Metropolitan State University of Denver’s Office of Diversity and Inclusion has secured funds to support six faculty members to participate in the Summer 2023 Faculty Success Program. This 12-week online program offered through the National Center for Faculty Development and Diversity helps tenure-track and tenured faculty members develop the skills necessary to increase research and writing productivity while maintaining a healthy work-life balance. 

What attendees will receive: 

  • One-on-one private coaching sessions with an NCFDD-certified coach.   
  • Weekly training in empirically tested skills, strategies and practices that will help align time and spark productivity.   
  • Weekly accountability calls led by an NCFDD-certified coach in which participants will set goals and be held accountable for meeting those goals.   
  • A supportive community and the opportunity to interact with other program participants, ask questions, get feedback, share resources and exchange ideas with peers.   
  • Time-tracking using the custom WriteNow platform designed specifically for the Faculty Success Program to collect data regarding writing and research productivity. 

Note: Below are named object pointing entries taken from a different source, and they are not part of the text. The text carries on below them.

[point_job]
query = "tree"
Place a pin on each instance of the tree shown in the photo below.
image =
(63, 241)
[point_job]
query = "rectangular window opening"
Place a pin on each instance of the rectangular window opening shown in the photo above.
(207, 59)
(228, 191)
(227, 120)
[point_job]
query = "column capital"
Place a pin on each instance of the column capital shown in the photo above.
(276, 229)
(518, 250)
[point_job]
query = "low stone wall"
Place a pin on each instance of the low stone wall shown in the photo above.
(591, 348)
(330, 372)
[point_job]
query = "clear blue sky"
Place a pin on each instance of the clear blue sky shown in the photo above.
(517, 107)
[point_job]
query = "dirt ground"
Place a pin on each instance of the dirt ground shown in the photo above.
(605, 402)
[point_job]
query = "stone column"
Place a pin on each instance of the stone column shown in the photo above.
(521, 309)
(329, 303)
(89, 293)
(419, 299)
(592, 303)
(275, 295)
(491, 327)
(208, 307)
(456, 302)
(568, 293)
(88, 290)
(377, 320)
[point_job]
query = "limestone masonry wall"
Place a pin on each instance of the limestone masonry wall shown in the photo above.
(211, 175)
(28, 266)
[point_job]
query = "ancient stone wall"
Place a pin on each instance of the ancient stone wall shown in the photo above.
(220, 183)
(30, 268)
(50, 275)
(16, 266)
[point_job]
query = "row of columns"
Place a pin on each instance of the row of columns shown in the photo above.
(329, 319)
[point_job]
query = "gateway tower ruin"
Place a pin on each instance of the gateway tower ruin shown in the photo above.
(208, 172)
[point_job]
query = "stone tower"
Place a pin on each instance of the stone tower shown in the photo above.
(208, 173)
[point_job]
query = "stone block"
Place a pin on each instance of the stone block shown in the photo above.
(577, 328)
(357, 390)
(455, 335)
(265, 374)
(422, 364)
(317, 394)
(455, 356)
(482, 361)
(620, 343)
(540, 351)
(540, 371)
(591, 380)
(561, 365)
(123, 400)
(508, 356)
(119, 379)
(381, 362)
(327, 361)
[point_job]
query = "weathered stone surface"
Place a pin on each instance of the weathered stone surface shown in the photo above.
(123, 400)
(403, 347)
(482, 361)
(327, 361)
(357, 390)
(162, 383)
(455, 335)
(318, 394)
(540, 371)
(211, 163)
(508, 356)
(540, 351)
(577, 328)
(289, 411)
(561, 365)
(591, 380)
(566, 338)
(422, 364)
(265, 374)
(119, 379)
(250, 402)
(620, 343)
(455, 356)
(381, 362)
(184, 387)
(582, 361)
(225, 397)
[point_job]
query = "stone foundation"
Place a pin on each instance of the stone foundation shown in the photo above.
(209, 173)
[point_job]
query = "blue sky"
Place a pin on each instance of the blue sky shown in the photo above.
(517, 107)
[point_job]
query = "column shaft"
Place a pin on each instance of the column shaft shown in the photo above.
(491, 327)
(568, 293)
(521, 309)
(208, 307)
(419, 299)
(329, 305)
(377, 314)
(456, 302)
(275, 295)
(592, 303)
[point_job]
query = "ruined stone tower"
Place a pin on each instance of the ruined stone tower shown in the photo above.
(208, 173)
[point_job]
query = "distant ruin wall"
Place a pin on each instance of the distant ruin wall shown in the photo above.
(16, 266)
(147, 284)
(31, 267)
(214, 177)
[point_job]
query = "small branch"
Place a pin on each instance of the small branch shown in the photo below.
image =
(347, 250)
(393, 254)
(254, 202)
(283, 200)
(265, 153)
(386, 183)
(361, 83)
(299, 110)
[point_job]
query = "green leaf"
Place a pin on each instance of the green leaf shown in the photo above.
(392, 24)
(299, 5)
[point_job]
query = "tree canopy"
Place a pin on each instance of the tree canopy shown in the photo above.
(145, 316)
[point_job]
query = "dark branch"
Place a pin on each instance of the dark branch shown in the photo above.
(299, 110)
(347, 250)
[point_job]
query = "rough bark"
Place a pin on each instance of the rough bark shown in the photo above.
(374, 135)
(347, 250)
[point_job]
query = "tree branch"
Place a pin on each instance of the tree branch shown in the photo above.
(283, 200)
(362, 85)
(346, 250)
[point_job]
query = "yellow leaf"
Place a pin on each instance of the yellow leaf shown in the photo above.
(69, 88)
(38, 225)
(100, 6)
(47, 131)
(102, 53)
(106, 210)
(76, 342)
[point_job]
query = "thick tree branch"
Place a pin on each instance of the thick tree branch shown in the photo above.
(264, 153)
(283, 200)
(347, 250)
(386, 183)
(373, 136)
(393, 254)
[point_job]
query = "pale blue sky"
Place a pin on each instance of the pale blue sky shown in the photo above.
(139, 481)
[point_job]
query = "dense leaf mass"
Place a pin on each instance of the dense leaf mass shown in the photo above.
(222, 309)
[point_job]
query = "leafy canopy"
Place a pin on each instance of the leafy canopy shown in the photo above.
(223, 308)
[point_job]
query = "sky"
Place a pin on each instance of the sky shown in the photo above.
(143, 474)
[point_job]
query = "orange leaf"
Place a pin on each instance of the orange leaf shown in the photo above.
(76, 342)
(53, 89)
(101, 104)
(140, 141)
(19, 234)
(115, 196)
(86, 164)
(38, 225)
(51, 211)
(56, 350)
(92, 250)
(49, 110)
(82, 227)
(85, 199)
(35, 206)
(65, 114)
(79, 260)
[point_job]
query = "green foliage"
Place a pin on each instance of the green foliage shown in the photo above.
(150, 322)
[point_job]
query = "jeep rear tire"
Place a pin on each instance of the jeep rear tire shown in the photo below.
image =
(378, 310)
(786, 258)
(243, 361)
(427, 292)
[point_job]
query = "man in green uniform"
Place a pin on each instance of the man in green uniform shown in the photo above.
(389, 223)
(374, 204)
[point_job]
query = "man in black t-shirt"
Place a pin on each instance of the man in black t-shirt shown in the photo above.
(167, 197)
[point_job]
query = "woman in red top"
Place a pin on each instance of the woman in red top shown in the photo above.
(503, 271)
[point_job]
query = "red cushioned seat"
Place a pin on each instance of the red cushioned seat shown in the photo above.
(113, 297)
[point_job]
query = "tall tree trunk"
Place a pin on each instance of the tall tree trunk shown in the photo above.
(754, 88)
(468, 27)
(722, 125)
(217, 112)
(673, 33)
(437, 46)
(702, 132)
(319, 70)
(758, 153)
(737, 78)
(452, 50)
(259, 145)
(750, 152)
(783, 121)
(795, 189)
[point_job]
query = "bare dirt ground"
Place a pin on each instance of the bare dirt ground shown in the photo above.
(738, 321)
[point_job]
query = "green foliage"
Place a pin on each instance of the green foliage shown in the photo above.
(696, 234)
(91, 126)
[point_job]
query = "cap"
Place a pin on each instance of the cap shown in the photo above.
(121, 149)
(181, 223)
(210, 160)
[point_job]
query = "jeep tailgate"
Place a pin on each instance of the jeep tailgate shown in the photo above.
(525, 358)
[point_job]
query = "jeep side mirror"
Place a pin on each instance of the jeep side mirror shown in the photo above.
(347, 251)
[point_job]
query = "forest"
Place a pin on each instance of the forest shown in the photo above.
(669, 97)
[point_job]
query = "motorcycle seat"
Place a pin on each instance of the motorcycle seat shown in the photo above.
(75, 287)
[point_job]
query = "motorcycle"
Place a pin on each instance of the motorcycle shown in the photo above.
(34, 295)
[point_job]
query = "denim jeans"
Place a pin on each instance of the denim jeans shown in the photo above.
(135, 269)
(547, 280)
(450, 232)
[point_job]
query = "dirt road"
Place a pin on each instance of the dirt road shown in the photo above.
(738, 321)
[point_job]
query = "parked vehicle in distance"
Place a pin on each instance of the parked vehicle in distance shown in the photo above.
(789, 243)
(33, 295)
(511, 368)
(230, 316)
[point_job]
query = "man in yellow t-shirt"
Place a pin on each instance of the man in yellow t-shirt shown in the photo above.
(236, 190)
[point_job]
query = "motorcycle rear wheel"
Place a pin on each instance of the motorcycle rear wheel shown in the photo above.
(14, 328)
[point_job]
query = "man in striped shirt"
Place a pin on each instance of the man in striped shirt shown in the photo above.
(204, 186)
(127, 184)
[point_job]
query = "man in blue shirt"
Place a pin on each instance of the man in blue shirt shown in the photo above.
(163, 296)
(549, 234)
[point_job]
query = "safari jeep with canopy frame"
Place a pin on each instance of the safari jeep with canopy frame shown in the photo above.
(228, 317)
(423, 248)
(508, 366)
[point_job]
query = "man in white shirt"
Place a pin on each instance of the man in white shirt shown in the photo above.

The application due date is Feb. 17. Tenure-track faculty applicants will be prioritized, but all tenured/tenure-track faculty members can apply. Upon successful completion of the program, each faculty member will be required to provide a brief (one-page) description of how the experience impacted their professional development. The Office of Diversity and Inclusion will review all applications, and selected faculty members will be notified by Feb. 24. Apply now and contact Tricia Hudson-Matthew, Ph.D., associate professor of Human Services and Faculty Fellow of the ODI, and Chalane Lechuga, Ph.D., professor of Chicana and Chicano Studies and director of Faculty Diversity Research and Development in the ODI, for more information. 

What last year’s attendees are saying 

Garvita Thareja, Ph.D., MBA, assistant professor of Health Administration, said: 

“The program was a good platform to build teaching and research strategies, academic plans and self-evaluation pieces to excel in academia. I learned to have a schedule in my calendar, maintain a work-life balance and be able to meet my goals for the day/week. My coach was very supportive and understanding and helped me in finding solutions to my challenges and issues. The program helped me in understanding my goals from a broader perspective so that I was able to develop miniplans that ultimately helped in achieving those goals and then plan for the next ones.” 

Elizabeth Macy, Ph.D., assistant professor of Ethnomusicology, said: 

“For me, participation in FSP came at the right time. In what turned out to be a particularly challenging summer — a summer in which my work-life balance was lacking — I found the skills we reviewed to be critical to my own accountability. But more important was the small group I became a part of. From the first accountability phone call (FSP requires that participants complete weekly assignments and meet with their small group and facilitator over the phone), I found a supportive group of colleagues who asked big questions about the challenges and successes we all faced.”